Well sure enough, I had stopped having fun. I couldn't get the lighting right: the stupid weather wouldn't cooperate. I couldn't remember what I wanted to say, so I made copious notes, which I mostly memorized, only to end up sounding stiff. I looked at the stupid camera like a deer looking into headlights, and my hair looked like shit.
I tried really hard to hang in there and "be positive," but the pressure kept building and I eventually had a meltdown. But this meltdown wasn't the kind of little-Shelly, pain-body-got-triggered meltdown. This one was different. I raged at myself. I'm so sick of myself! I hate myself! I'm so sick of this shit! And I wondered, Who is the self that I hate, that I'm tired of, and who is the I who is sick and tired of her? I realized that I was sick of the one who was all about push and effort and trying to make things happen. And the pain that I felt was the fury-filled, gnashing-of-teeth pain of inner resistance, an epic inner battle, a fight to hold onto my ego's agenda versus the need to let go, and I thought of Jesus: Take this cup away from me and how they say he sweated blood. And then I realized that I was dying - not literally dying - but that my big fat ego was burning up. Burning up as I laid on the bed suffering. And as bad as it felt, it somehow felt right.
I had told myself that my desire to make a positive contribution via these videos was noble and that I was correct and on purpose. But somewhere along the way, the purity of my desire was hijacked by the ego. Buddhist teaching says that fear and desire are the root of all suffering and that the death of fear and desire is freedom. Well I've done a lot of work on the fear part, but this desire thing is trickier - for me anyway.

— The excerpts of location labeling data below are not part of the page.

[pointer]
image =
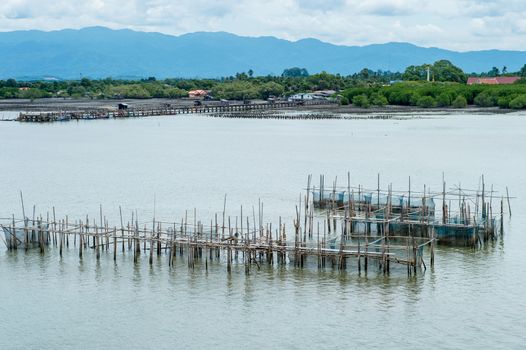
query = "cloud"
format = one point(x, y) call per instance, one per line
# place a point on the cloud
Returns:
point(453, 24)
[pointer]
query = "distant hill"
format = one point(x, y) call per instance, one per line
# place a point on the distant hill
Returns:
point(98, 52)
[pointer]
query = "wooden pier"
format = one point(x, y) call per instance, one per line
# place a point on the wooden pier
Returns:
point(55, 116)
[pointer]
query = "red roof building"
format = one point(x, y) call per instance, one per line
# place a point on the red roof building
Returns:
point(492, 81)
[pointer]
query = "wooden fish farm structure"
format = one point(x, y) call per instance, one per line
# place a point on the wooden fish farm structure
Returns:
point(56, 116)
point(366, 230)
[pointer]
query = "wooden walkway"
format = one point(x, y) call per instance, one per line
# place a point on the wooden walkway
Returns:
point(47, 117)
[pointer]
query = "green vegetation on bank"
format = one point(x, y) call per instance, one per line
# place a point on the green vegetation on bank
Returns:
point(446, 88)
point(439, 94)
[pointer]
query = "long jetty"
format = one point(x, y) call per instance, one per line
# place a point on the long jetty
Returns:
point(360, 234)
point(55, 116)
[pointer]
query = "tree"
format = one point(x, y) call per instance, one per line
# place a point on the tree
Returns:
point(270, 89)
point(485, 99)
point(426, 102)
point(494, 72)
point(295, 72)
point(378, 100)
point(518, 102)
point(361, 101)
point(444, 70)
point(443, 100)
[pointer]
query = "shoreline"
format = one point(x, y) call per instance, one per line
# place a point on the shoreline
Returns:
point(55, 105)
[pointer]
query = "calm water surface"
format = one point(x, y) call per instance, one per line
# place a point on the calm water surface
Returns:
point(472, 299)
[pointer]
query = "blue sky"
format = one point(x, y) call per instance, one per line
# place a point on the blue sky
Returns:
point(453, 24)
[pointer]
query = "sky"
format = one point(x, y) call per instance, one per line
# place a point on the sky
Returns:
point(460, 25)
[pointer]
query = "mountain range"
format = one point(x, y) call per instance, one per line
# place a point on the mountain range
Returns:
point(99, 52)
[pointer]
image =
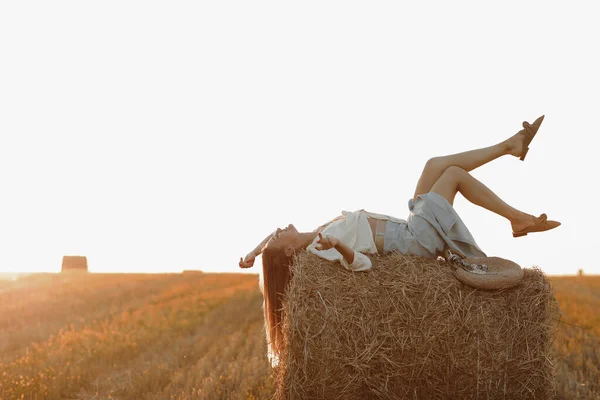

And I think about what's happening now, in the world and in our country. As a culture, we tend to avoid the topic of death. We mostly shutter away our old and dying so that we don't have to be reminded that we are all going to die one day. Death is the ultimate loss of control and the human ego hates to not feel in control. The human ego loves to feel that it's accomplishing, moving forward, and making progress.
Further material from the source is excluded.